「夫婦なんてものは闇の中で鉢合せをする様なものだ。要するに鉢合せしないでも済む所をわざわざ鉢合せるんだから余計な事さ」

- 1867年2月9日~1916年12月9日(49歳没)
- 日本出身
- 小説家、評論家、英文学者
原文
「夫婦なんてものは闇の中で鉢合せをする様なものだ。要するに鉢合せしないでも済む所をわざわざ鉢合せるんだから余計な事さ」
解説
この言葉は、夫婦関係の本質を皮肉とユーモアを交えて描いた比喩である。「闇の中で鉢合せ」という表現は、互いの素性や内面を十分に知らないまま、生活を共にすることの不確実さや予測不能さを示している。本来なら避けられる衝突や摩擦を、自ら進んで受け入れるのが結婚であり、その意味で「余計な事」としているのである。
この発想の背景には、漱石の人間観と近代的夫婦観への批評がある。明治期は恋愛結婚が広まり始めた時代だったが、必ずしも理想的な夫婦像が成り立つわけではなく、結婚生活の中で生じる摩擦や失望が多くの人に共通していた。漱石は、結婚を単なる幸福の制度とは見ず、人間同士の不可避な摩擦を内包する営みとして冷静に捉えていた。

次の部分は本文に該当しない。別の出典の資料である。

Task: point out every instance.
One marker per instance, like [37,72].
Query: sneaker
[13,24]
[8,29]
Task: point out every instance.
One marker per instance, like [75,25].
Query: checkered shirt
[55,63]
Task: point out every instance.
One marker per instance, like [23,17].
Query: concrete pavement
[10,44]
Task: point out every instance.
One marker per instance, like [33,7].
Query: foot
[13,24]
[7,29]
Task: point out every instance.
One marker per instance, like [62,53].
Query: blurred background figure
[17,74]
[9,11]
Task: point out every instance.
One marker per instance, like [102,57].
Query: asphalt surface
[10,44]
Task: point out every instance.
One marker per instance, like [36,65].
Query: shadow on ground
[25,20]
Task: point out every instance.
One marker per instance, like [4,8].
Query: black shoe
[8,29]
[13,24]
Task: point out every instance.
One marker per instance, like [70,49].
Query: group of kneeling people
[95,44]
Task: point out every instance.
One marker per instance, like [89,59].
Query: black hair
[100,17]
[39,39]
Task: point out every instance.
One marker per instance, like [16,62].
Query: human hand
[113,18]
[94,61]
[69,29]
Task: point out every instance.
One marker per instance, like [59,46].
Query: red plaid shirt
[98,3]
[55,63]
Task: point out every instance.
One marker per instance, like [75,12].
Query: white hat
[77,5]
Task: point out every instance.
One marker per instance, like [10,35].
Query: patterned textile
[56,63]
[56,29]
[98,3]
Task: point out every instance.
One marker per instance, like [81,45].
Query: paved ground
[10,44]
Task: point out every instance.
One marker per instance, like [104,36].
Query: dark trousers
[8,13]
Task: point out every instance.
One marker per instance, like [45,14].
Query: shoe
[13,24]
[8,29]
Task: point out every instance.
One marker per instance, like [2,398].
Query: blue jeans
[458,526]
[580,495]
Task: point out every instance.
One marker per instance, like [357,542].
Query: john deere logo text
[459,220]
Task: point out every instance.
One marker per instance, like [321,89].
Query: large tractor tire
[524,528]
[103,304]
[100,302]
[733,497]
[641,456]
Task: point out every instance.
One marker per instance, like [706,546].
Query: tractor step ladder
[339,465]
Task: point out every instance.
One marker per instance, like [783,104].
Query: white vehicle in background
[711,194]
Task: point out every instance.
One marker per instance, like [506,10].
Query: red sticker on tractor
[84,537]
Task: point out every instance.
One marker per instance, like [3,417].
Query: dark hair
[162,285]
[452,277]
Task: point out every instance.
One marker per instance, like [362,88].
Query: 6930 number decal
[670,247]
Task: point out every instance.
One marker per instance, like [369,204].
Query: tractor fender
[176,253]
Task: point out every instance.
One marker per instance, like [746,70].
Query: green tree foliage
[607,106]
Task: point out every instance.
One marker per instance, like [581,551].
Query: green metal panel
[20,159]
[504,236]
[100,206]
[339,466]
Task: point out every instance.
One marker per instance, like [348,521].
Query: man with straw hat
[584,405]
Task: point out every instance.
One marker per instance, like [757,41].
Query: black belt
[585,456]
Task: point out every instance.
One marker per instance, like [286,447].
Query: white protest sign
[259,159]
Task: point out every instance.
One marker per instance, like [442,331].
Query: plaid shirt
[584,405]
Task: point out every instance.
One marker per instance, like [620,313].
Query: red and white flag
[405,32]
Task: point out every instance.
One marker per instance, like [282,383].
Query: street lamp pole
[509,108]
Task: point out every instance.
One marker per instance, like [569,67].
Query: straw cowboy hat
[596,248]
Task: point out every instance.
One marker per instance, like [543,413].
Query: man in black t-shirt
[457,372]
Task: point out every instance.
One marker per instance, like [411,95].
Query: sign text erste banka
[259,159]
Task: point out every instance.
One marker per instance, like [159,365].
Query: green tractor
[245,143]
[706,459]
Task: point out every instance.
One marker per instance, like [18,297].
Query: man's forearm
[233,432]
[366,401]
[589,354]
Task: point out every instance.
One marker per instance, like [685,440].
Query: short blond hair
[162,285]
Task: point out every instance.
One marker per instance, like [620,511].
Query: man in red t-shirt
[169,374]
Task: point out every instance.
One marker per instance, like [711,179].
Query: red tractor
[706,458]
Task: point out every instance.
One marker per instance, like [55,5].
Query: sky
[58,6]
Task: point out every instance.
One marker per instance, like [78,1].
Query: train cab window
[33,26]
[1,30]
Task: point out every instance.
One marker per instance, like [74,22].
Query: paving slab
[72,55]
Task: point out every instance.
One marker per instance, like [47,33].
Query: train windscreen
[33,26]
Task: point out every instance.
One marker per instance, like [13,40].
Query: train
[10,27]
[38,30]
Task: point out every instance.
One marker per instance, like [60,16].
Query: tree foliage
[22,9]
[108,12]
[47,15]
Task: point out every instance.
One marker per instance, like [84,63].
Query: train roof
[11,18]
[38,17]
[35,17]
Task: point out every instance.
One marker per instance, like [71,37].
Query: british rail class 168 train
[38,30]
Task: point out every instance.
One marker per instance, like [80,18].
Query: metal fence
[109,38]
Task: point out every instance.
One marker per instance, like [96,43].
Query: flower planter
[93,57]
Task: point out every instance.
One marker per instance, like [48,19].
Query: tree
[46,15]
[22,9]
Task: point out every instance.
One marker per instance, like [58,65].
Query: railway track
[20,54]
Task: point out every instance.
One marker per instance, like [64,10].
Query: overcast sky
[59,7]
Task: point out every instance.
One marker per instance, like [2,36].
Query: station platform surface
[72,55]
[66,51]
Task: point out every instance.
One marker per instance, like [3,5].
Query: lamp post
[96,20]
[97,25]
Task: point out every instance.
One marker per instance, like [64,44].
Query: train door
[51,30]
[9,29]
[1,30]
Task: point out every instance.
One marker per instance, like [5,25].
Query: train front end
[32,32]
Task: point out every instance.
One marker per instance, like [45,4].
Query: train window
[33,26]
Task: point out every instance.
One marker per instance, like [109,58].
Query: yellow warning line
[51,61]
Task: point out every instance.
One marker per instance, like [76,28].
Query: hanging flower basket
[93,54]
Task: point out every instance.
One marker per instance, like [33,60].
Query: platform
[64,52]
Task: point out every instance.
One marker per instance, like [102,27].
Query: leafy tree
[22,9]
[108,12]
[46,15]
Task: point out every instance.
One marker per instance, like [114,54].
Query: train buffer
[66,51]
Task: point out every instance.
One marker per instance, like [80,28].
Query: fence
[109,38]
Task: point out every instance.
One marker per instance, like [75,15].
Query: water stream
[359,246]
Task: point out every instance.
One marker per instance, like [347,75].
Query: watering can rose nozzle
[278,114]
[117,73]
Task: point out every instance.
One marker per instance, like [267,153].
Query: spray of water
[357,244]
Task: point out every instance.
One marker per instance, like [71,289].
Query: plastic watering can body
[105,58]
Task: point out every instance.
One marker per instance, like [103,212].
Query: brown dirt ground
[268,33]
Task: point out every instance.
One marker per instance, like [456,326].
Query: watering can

現代においても、この比喩は鮮やかに通用する。結婚は、性格や価値観の異なる二人が同じ生活空間を共有する挑戦であり、衝突は避けがたい。それでも人は、理解や成長、情愛を求めてあえて「鉢合せ」に踏み込む。この言葉は、夫婦関係の複雑さと、それを選び取る人間の不可解さを、軽妙に言い表している。